10 Gennaio 2018, di Livia Liberatore

La Financial Conduct Authority (Fca) ha svelato il rischio cliente significativo nel mercato dei contratti per differenza (CFD) al dettaglio. La FCA ha affermato che il 76% dei clienti al dettaglio che hanno acquistato i prodotti CFD su base consultiva o discrezionale hanno perso denaro durante il periodo preso in esame, dal luglio 2015 a giugno 2016. Inoltre, le 19 aziende che forniscono i CFD agli intermediari analizzate hanno deciso di non continuare a vendere questi prodotti.

La Fca ha condotto di recente una revisione del mercato e ha valutato fornitori e distributori per verificare se i CFD raggiungessero il loro obiettivo di mercato. “La revisione ha rivelato aree di seria preoccupazione che vogliamo evidenziare alle imprese di tutto il settore”, ha scritto in una lettera inviata ai fornitori al termine delle verifiche.

I CFD sono strumenti derivati ad alto rischio venduti agli investitori al dettaglio su base di consulenza o discrezionale (compresa la procura limitata). Molte delle pratiche di comunicazione e monitoraggio da parte dei fornitori ai distributori erano inefficienti e non corrispondevano alla aspettative della Fca. La maggior parte dei fornitori e distributori nella revisione non è stata in grado di offrire una definizione soddisfacente del proprio mercato di riferimento.

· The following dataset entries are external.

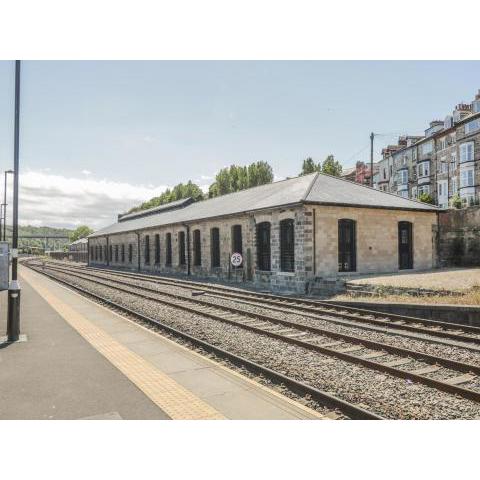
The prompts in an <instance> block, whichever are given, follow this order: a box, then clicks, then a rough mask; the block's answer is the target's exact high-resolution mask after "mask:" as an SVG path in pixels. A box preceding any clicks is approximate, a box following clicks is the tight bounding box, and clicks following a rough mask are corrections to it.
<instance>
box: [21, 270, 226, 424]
mask: <svg viewBox="0 0 480 480" xmlns="http://www.w3.org/2000/svg"><path fill="white" fill-rule="evenodd" d="M22 276H23V277H24V278H25V280H26V281H27V282H28V283H29V284H30V286H31V287H32V288H33V289H34V290H36V291H37V293H39V294H40V295H41V296H42V297H43V298H44V300H45V301H46V302H47V303H48V304H49V305H50V306H51V307H52V308H53V309H54V310H55V311H56V312H57V313H58V314H59V315H60V316H61V317H62V318H63V319H64V320H65V321H66V322H67V323H68V324H69V325H70V326H71V327H72V328H73V329H75V330H76V331H77V332H78V333H79V334H80V335H81V336H82V337H83V338H84V339H85V340H86V341H87V342H88V343H90V345H92V347H94V348H95V349H96V350H97V351H98V352H99V353H101V354H102V355H103V356H104V357H105V358H106V359H107V360H108V361H109V362H110V363H111V364H112V365H114V366H115V367H116V368H117V369H118V370H120V371H121V372H122V373H123V374H124V375H125V376H126V377H127V378H128V379H129V380H130V381H131V382H132V383H134V384H135V385H136V386H137V387H138V388H139V389H140V390H141V391H142V392H143V393H144V394H145V395H146V396H147V397H148V398H150V400H152V402H154V403H155V404H156V405H158V407H159V408H161V409H162V410H163V411H164V412H165V413H166V414H167V415H168V416H169V417H171V418H172V419H174V420H219V419H225V417H224V416H223V415H222V414H221V413H220V412H218V411H217V410H216V409H214V408H213V407H212V406H210V405H208V404H207V403H206V402H204V401H203V400H202V399H200V398H199V397H197V396H196V395H194V394H193V393H192V392H190V391H189V390H187V389H186V388H185V387H183V386H182V385H180V384H178V383H177V382H176V381H175V380H173V379H172V378H171V377H169V376H168V375H166V374H165V373H163V372H162V371H161V370H159V369H158V368H156V367H154V366H153V365H152V364H151V363H149V362H148V361H146V360H145V359H144V358H142V357H141V356H139V355H137V354H136V353H134V352H132V351H131V350H129V349H128V348H127V347H125V346H124V345H122V344H121V343H119V342H117V341H116V340H115V339H113V338H112V337H111V336H110V335H108V334H107V333H106V332H105V331H104V330H102V329H101V328H99V327H97V326H96V325H94V324H93V323H92V322H90V321H89V320H87V319H86V318H85V317H83V315H81V314H80V313H78V312H77V311H76V310H74V309H73V308H72V307H70V306H69V305H67V304H66V303H65V302H63V301H62V300H61V299H59V298H58V297H57V296H55V295H54V294H52V293H51V292H50V291H49V290H48V289H47V288H45V287H43V286H41V285H37V284H35V282H33V281H32V280H33V276H32V275H31V274H30V272H26V271H25V270H23V271H22Z"/></svg>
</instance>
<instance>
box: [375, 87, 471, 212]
mask: <svg viewBox="0 0 480 480" xmlns="http://www.w3.org/2000/svg"><path fill="white" fill-rule="evenodd" d="M382 157H383V158H382V160H381V161H380V162H379V175H378V182H377V184H376V187H377V188H378V189H379V190H382V191H384V192H390V193H395V194H397V195H401V196H403V197H405V198H411V199H416V198H418V197H419V196H420V195H421V194H422V193H427V194H430V195H431V196H432V197H433V199H434V201H435V203H436V204H437V205H439V206H440V207H442V208H447V207H448V206H449V205H450V204H451V202H452V198H454V197H456V196H457V195H458V197H459V198H460V200H461V201H462V204H463V205H464V206H468V205H472V204H477V203H479V201H480V164H479V162H480V91H479V93H478V94H477V95H476V97H475V99H474V100H473V101H472V102H471V103H467V104H465V103H461V104H459V105H457V106H456V107H455V110H454V111H453V114H452V115H448V116H447V117H446V118H445V120H434V121H432V122H430V125H429V127H428V128H427V129H426V130H425V136H423V137H409V136H406V137H400V138H399V141H398V144H397V145H389V146H388V147H387V148H385V149H383V151H382Z"/></svg>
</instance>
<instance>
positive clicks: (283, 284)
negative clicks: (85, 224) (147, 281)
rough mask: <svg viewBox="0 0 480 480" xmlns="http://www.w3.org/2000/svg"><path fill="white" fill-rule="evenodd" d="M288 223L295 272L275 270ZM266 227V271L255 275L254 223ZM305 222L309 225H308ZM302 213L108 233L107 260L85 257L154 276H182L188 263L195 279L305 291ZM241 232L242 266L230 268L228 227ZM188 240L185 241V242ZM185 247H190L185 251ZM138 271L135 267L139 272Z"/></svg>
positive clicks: (258, 216)
mask: <svg viewBox="0 0 480 480" xmlns="http://www.w3.org/2000/svg"><path fill="white" fill-rule="evenodd" d="M286 218H292V219H294V221H295V272H281V271H280V239H279V230H280V221H281V220H283V219H286ZM264 221H267V222H270V224H271V271H270V272H261V271H258V270H257V266H256V263H257V262H256V259H257V250H256V224H257V223H260V222H264ZM307 222H308V220H307ZM304 223H305V215H304V210H303V209H302V208H300V207H298V208H296V209H293V208H290V209H276V210H272V211H268V212H261V213H251V214H241V215H238V216H235V217H228V218H226V217H225V218H218V219H209V220H204V221H199V222H195V223H190V224H189V225H188V229H189V232H187V227H186V226H184V225H169V226H164V227H163V226H162V227H157V228H149V229H148V230H143V231H141V232H140V233H139V234H138V235H139V238H138V236H137V233H136V232H133V233H121V234H111V235H109V236H108V245H109V246H110V245H111V246H112V247H113V256H112V259H111V260H110V259H108V261H107V259H106V258H105V257H104V255H103V256H102V259H101V260H98V259H97V260H95V258H94V257H93V258H92V257H90V264H91V265H93V266H96V265H97V266H107V265H108V266H111V267H114V268H120V269H125V270H139V269H140V270H141V271H144V272H152V273H155V272H158V273H165V274H169V273H172V274H184V275H186V274H187V271H188V270H187V264H188V262H189V260H190V271H191V275H192V276H195V277H196V278H205V279H219V280H225V281H231V282H237V283H241V282H242V283H243V282H247V283H250V284H251V285H255V286H257V287H259V288H265V289H272V290H273V291H280V292H296V293H304V292H305V278H306V276H305V268H304V255H303V241H304ZM234 225H241V227H242V249H243V265H242V266H241V267H240V268H237V269H234V268H233V267H232V266H231V263H230V257H231V254H232V253H233V251H232V227H233V226H234ZM212 228H218V229H219V232H220V266H219V267H212V255H211V248H212V245H211V229H212ZM197 229H198V230H199V231H200V245H201V264H200V265H194V262H193V260H194V258H193V257H194V256H193V232H194V231H195V230H197ZM181 231H183V232H185V239H186V244H187V245H186V257H187V258H186V263H187V264H185V265H181V264H180V261H179V260H180V258H179V253H180V248H179V233H180V232H181ZM167 233H170V234H171V238H172V264H171V265H166V235H167ZM157 234H158V235H159V236H160V262H158V263H155V235H157ZM147 235H148V236H149V245H150V261H149V262H148V263H146V262H145V248H146V237H147ZM188 238H189V242H188ZM89 242H90V243H89V245H90V246H91V247H92V246H93V247H95V245H99V246H102V248H104V247H105V245H107V238H106V237H98V238H92V239H90V241H89ZM138 242H139V243H140V266H139V263H138ZM122 244H125V261H124V262H122V260H121V254H120V253H119V258H118V261H115V246H116V245H119V252H121V245H122ZM129 244H132V248H133V256H132V261H131V262H128V245H129ZM188 247H189V248H188ZM139 267H140V268H139Z"/></svg>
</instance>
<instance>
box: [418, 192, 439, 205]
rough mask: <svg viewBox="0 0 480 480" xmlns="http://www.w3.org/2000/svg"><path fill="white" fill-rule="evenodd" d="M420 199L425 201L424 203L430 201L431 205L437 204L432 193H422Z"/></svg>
mask: <svg viewBox="0 0 480 480" xmlns="http://www.w3.org/2000/svg"><path fill="white" fill-rule="evenodd" d="M418 200H419V201H420V202H423V203H430V204H431V205H435V200H434V198H433V196H432V195H430V194H429V193H425V192H424V193H421V194H420V195H419V196H418Z"/></svg>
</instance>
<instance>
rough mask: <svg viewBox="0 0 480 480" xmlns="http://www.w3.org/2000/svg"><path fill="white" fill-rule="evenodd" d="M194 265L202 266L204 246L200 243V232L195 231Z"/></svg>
mask: <svg viewBox="0 0 480 480" xmlns="http://www.w3.org/2000/svg"><path fill="white" fill-rule="evenodd" d="M193 264H194V265H196V266H200V265H201V264H202V244H201V241H200V230H194V231H193Z"/></svg>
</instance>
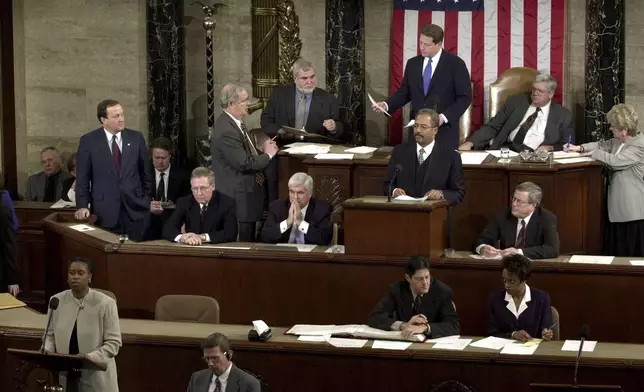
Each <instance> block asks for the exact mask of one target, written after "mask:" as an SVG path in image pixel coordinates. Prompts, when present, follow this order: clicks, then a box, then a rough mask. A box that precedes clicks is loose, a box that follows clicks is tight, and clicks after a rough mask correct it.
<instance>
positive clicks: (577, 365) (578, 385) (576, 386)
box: [572, 325, 590, 387]
mask: <svg viewBox="0 0 644 392" xmlns="http://www.w3.org/2000/svg"><path fill="white" fill-rule="evenodd" d="M579 335H581V343H580V344H579V352H577V360H576V361H575V373H574V375H573V378H572V385H573V387H577V386H579V384H577V372H578V371H579V361H580V360H581V351H582V350H583V348H584V341H585V340H586V339H588V338H589V337H590V327H589V326H587V325H582V326H581V331H580V332H579Z"/></svg>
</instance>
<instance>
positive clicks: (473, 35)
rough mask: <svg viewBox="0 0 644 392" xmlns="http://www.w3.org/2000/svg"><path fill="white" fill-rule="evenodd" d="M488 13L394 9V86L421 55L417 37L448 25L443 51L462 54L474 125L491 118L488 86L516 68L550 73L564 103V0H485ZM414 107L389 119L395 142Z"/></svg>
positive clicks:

Punti deboli sono stati riscontrati negli accordi di gestione del conflitto di interessi presso tutti i distributori valutati. Secondo l’autorità, i consumatori potrebbero essere seriamente a rischio di danni da pratiche inadeguate in questo settore. I risultati della revisione hanno dunque indicato che i fornitori di CFD e i distributori non riescono a condurre la propria attività in linea con le regole Fca.